The student, Bonnie Cameron, a senior at Presentation High School in San
Jose, will have to get up early because the interview begins at 4:26 a.m. in
the ground station building at NASA Ames Research Center, located in
California’s Silicon Valley.

“I’m very excited, and when I was doing my run-through I had that
stomach-dropping feeling. I’m having a hard time knowing what to expect.,”
Cameron said. “It’s like I’m in a dream right now, and when I look back I’ll
probably have a hard time believing that I did the interview.”

“Bonnie is a member of our 10-member Young Women of NASA advisory counsel,”
said Tish Krieg, who manages the Women of NASA on-line Internet mentoring
project of NASA Quest at Ames. The Helms interview will be webcast during
the virtual “Take Our Daughters to Work Day,” Thursday, April 26, at 11:00
a.m. PDT at

http://quest.arc.nasa.gov/women/TODTWD01

“All the questions I’m going to be asking come from an Internet chatroom
devoted to this event,” Cameron said. “So, what I did was read through the
chatroom questions and compile them so I could get as many as I could into
20 minutes.”

“The main points I plan to hit on are what the space station is actually
like to live on, and also the childhood of Susan Helms and what types of
people and activities impacted her development,” Cameron continued. “I’m
also focussing on how she feels about being a female astronaut and her
qualifications.”

“The most important questions for our project as far as what our audience
can learn are those asking how being a woman makes her especially good at
doing this job, and what is she hoping to change or impact for young women
today through her experience,” Cameron said.

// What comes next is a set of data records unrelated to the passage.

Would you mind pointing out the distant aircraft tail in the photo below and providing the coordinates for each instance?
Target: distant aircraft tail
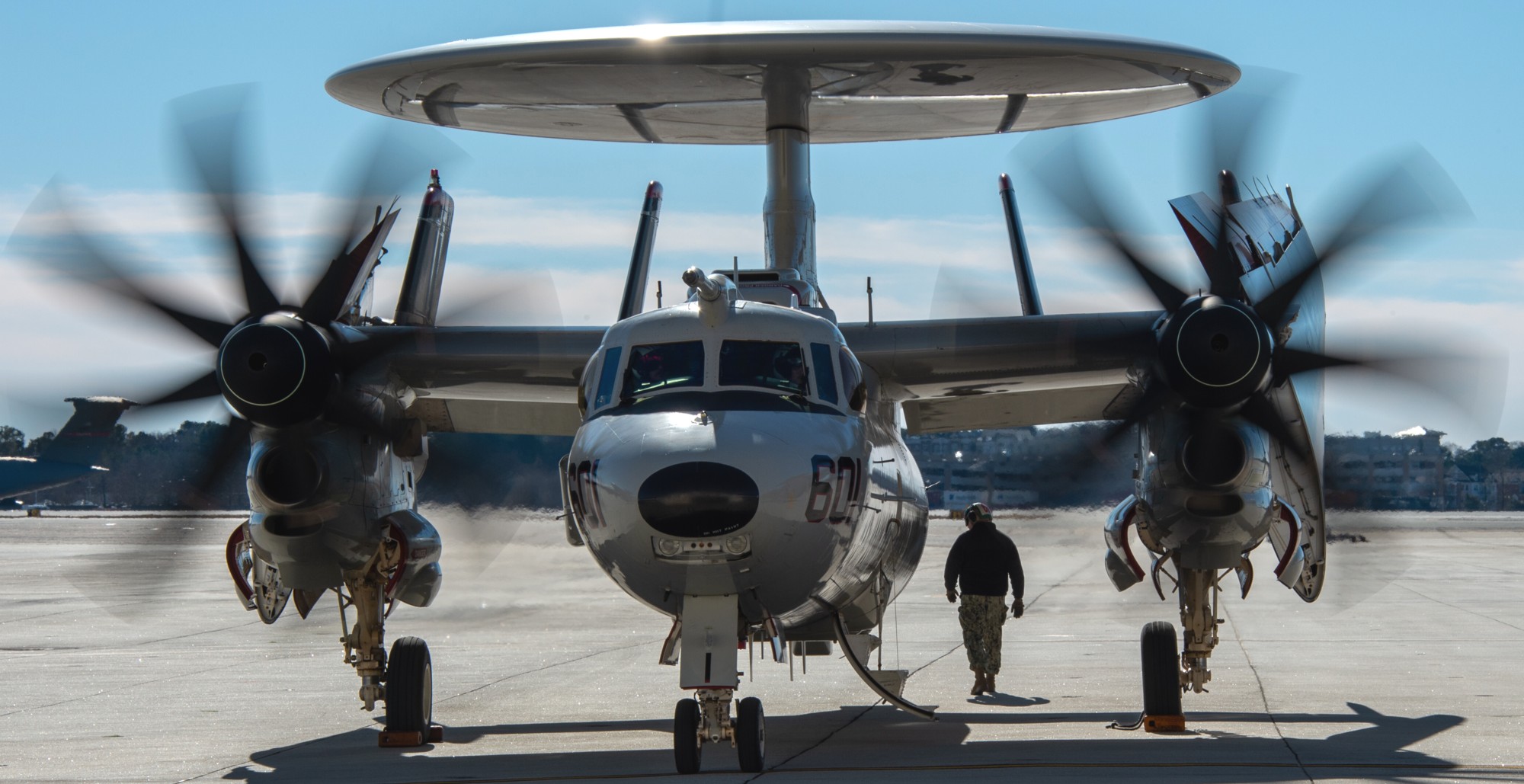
(88, 432)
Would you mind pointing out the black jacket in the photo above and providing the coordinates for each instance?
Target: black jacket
(982, 560)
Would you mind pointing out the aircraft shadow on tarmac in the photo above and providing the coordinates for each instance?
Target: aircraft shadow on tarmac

“The purpose of the interaction with Helms aboard the ISS is to demonstrate
technology and to help girls learn the skills needed for the jobs of the
future,” said Krieg. “It is expected that more than 1.5 million girls will
participate in NASA’s web events on April 26.”

The Helms interview is only one among many Internet activities that NASA
Quest will conduct on April 26, according to Krieg. “We will have a day-long
series of live web programs on April 26 for students to interact with our
nation’s coolest, brightest, most intriguing and talented women and men who
develop and use breakthrough technologies that benefit our world,” she said.

Cameron hopes to be a professional broadcaster someday, according to Krieg.
“Most of the counsel members are interested in math and science-related
careers, but we brought Bonnie on as a correspondent because of her interest
in broadcast journalism and mentoring.,” Krieg explained. The counsel
currently includes 10 girls, mostly from California. They are members for 2
years, and are replaced by others in yearly cycles.

Cameron previously participated in numerous counsel interactive events,
including webcasts with Mars scientists, and a webcast of the shuttle’s
STS-93 launch in July 1999, where she met Hillary Clinton. Cameron also
interviewed astronaut and space shuttle commander Eileen Collins at the
Women in Aviation Convention in March 2000.